BAHÇELİ: 15 TEMMUZ'A "KONTROLLÜ DARBE" YA DA "TİYATRO" DEMEK İHANET ORTAKÇILIĞIDIR

11 Ağustos 2020 17:14
Okunma
1512
BAHÇELİ: 15 TEMMUZA KONTROLLÜ DARBE YA DA TİYATRO DEMEK İHANET ORTAKÇILIĞIDIR

BAHÇELİ: 15 TEMMUZ'A "KONTROLLÜ DARBE" YA DA "TİYATRO" DEMEK İHANET ORTAKÇILIĞIDIR
Milliyetçi Hareket Partisi (MHP) Genel Başkanı Devlet Bahçeli, 15 Temmuz'a "kontrollü darbe" ya da "tiyatro" demenin işbirlikçilik ve ihanet ortakçılığı olduğunu bildirdi.
Bahçeli, MHP Genel Başkanı Devlet Bahçeli, yazılı bir açıklama yaparak gündeme ilişkin değerlendirmelerde bulundu
15 Temmuz 2016 gecesinin uzun asırlar boyunca hafızalardan çıkmayacak vahim hadiselere sahne olduğunu vurgulayan Bahçeli; 15 Temmuz'da, Türk Silahlı Kuvvetlerinin içine sirayet etmiş dar bir kadronun devleti işgal, iç barış ve huzur ortamını imha etmek için harekete geçtiğini belirtti.
Bahçeli, şunları kaydetti:
"15 Temmuz Darbe Girişimi, Gezi Parkı kalkışmasının bir devamıdır. 6-8 Ekim Olaylarının bir etabı, bazı il ve ilçelerimizde yaşanan barikat ve hendek terörünün menfur ayağıdır. 15 Temmuz her şeyden önce terörist darbe kalkışmasıdır. Sevk ve idare merkezi Pensilvanya, emir ve komuta zinciri de Türk Silahlı Kuvvetlerinin hiyerarşik yapısının dışındadır. TSK, emniyet, yargı, bürokrasi, medya, iş dünyası, üniversite ve diğer eğitim kurumlarıyla birlikte siyasete yuvalanan FETÖ, Türkiye’yi tıpkı bir ahtapot gibi sarmıştır.
Melanet Gülen çetesi 15 Temmuz’da Türk milletine silah çekmiş, son şansını denemiş, son kozunu oynamıştır. Darbe kisveli işgal girişimine direnen büyük Türk milleti 15 Temmuz’da destan destan büyümüş, bağımsızlık onuruna, bekasına ve kutlu varlığına şehadeti göze alarak leke düşürmemiştir."

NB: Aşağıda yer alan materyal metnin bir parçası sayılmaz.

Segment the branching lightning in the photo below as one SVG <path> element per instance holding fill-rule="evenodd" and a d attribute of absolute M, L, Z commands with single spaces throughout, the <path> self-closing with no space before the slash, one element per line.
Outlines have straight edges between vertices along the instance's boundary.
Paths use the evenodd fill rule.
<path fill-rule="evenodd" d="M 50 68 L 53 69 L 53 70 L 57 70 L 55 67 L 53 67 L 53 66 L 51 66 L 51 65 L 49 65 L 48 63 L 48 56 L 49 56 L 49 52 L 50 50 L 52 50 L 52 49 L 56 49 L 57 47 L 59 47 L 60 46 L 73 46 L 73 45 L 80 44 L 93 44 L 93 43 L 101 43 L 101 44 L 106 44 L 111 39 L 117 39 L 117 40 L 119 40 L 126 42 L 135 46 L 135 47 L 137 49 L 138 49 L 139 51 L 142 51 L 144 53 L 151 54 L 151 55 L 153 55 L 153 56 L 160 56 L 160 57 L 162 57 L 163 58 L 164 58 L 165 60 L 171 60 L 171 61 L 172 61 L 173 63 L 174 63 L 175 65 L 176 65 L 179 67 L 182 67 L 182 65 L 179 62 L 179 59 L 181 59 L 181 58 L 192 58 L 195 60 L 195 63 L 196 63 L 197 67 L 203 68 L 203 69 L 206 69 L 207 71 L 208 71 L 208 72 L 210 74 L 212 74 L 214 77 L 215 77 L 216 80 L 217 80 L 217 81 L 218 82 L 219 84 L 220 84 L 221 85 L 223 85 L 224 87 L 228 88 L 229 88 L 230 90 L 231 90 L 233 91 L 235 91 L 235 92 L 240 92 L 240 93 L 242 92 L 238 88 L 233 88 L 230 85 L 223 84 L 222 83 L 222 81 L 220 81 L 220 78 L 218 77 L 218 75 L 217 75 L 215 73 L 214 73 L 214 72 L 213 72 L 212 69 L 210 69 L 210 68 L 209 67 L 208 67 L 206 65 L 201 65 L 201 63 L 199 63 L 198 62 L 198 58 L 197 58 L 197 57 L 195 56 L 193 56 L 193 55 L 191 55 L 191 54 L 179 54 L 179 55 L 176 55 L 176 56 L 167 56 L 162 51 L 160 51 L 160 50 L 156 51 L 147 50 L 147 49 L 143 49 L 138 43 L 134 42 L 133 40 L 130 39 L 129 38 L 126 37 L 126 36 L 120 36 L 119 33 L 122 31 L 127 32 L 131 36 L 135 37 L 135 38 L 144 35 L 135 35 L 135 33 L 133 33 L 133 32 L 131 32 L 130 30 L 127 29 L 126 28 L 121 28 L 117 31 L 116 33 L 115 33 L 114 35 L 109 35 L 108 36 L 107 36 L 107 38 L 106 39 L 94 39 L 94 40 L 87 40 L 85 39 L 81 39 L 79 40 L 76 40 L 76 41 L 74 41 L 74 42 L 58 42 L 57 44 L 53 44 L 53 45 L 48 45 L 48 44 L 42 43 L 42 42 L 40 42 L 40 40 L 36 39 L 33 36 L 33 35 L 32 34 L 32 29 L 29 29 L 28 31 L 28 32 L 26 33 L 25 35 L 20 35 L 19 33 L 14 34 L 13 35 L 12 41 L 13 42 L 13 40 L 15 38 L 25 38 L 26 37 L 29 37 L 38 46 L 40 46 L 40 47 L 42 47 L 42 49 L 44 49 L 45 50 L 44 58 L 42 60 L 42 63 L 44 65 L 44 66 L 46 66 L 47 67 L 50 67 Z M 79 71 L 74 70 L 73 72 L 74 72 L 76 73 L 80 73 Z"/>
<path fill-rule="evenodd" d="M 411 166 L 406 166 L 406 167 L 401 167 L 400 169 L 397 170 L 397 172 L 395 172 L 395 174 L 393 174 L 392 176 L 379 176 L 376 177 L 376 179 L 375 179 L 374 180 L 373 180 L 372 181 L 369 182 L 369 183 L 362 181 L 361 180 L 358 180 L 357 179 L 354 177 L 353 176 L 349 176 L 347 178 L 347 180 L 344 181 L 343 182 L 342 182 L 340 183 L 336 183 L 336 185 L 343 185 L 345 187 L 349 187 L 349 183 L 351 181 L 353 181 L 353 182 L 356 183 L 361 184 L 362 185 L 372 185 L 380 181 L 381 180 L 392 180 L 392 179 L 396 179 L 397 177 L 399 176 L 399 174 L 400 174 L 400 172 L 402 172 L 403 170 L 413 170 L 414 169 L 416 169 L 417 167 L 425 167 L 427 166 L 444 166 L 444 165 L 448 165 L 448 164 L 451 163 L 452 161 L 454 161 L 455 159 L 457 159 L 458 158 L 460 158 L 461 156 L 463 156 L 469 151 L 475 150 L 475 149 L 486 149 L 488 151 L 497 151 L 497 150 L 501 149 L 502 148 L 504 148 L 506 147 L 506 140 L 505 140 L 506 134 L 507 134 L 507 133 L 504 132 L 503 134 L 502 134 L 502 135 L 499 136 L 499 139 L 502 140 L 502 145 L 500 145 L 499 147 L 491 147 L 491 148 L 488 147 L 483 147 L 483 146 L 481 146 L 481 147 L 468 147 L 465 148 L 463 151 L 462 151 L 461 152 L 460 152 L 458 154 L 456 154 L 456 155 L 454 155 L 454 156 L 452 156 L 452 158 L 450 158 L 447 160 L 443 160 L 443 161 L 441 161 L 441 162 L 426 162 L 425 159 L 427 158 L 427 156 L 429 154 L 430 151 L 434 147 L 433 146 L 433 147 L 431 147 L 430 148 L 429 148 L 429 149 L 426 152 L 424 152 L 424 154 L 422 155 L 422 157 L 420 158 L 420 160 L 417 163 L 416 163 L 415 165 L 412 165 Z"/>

CHP GENEL BAŞKANI YAŞ TAHTAYA BASMIŞ
CHP Genel Başkanı Kemal Kılıçdaroğlu'nun grup toplantısında yaptığı açıklamalara da değinen Bahçeli, "Kılıçdaroğlu’nun TBMM'deki grup konuşmasında seviyesizliğin ve yüzsüzlüğün girdabına düşerek partimizi suçlayıcı ifadeler kullanması bu savrulmayı denetimsiz sürüklenmeye çevirmiştir. CHP Genel Başkanı bir kez daha yaş tahtaya basmış, utanmadan sıkılmadan fitneyi pusula hâline getirmiştir. Hiçbir millî meselede adam gibi duramayan, dik duruş gösteremeyen Kılıçdaroğlu tutsaktır, sarsaktır. FETÖ’ye, PKK’ya bakışı da tamamıyla köksüzlüğün alametidir. 15 Temmuz’a 'kontrollü darbe' ya da 'tiyatro' demek iş birlikçiliktir, ihanet ortakçılığıdır. Nitekim yanlıştır, muhataplarını tarih ve millet önünde mahcup edecektir." diye konuştu.
Bahçeli, açıklamasında dört yıldır FETÖ'yle tavsama ve taviz kabul etmeyen iradeli bir mücadele sürecinin devrede olduğuna dikkat çekerek, şu ifadelere yer verdi:
"Ancak bu terör örgütünün kökü henüz kazınmış ve kurutulmuş değildir. Çünkü FETÖ’ye umut bağlayan, FETÖ’yle iltisak içinde bulunan, FETÖ’nün zehirli gayeleriyle birleşen siyasetten sivil toplum örgütlerine kadar billurlaşmış iç işgal cephesinin mevcudiyeti tartışmasız şekilde ortadadır. Mücadeleyi sorgulayanlar FETÖ'nün değirmenine su taşıyan gafillerdir. FETÖ’ye çıtını çıkarmayan, sürekli devlet ve hükûmeti töhmet altında bırakan kifayetsiz muhterislerin hüviyetleri geldiğimiz bu aşamada Araf’ta değil açıktadır. Şayet istiklal için birlik, istikbal için dirlik, kazanın da Türkiye olması isteniyorsa köhne ve kirli siyasetçilerin FETÖ ve PKK'yla aralarına aşılması imkânsız mesafeler koyması mecburiyettir. Bu olmadığı takdirde Türkiye ve Türk vatanı siyasi ihtiras ve ayak oyunlarıyla tahrip edilecek, gelecek hedeflerimiz riske girecektir. Muhalefet demek vatana ve millete muhalefet etmek değildir. Muhalefet demek Türkiye'nin hak ve çıkarlarını kötülemek, kötü göstermek hiç değildir.”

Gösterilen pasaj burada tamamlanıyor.